After that I had to manually add the --- separator to each post header. I couldn’t find a simple way of running a multiline sed replacement for all of them, so I opened all files in with vim *.markdown, recorded a macro, and runned it for all the 30 buffers. It took me about a minute or two.

Then copy the img directory, which contained the assets, maintaining the same relative path for all post images.

Using Jekyll/Octopress

Octopress is nothing but very convenient for slackers. You clone/fork their repo in github, and you already have a nice Jekyll setup. They have very detailed tutorials on their site, so the part of installing ruby, the gem and all that, I’m not repeating it here.
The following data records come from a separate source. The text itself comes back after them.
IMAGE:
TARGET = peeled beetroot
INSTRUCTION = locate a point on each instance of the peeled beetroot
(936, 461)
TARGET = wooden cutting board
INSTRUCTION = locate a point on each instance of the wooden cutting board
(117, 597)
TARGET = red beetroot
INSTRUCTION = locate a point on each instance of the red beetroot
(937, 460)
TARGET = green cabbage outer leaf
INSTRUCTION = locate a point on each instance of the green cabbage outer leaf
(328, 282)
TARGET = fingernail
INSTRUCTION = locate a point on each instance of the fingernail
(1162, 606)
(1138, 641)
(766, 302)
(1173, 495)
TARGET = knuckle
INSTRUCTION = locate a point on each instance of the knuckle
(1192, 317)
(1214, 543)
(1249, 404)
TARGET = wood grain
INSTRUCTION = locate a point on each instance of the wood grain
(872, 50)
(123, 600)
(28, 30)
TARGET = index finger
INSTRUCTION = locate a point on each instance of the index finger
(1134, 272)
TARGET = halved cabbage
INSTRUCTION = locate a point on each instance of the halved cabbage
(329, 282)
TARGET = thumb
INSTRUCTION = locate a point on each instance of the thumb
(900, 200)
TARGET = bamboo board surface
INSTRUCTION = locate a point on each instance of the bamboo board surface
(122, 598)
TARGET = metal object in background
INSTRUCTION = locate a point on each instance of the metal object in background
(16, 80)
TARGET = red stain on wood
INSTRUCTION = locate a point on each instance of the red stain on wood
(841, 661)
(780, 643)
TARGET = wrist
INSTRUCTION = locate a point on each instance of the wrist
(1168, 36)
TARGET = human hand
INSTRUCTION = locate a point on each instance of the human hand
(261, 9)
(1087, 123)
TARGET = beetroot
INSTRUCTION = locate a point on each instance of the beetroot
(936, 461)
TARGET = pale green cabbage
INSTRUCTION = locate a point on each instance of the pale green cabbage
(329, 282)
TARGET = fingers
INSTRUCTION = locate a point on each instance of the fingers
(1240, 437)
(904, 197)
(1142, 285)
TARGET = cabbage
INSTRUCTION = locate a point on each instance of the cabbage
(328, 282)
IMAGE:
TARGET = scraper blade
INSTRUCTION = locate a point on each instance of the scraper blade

Once you’ve filled the ._config.yml file with your own data and have all posts within source/_posts, run:

  • rake generate will create static html with your blog.
  • rake preview will serve it on localhost:4000 for you to revise.
  • rake deploy will commit the generated html to the github repository you specified in the config.

¿My github repository? Yeah, create a username.github.io named public repository along with your own and put your domain within a CNAME file under source: echo "blog.ragingbit.com" >> source/CNAME if you’re using your own domain.

The html output will be commited to the master branch, the actual blog markdown code, will go to the source branch. So you rake deploy for publishing, and git push origin source for actually versioning your writings.

So, here we are, new hosting, new blog.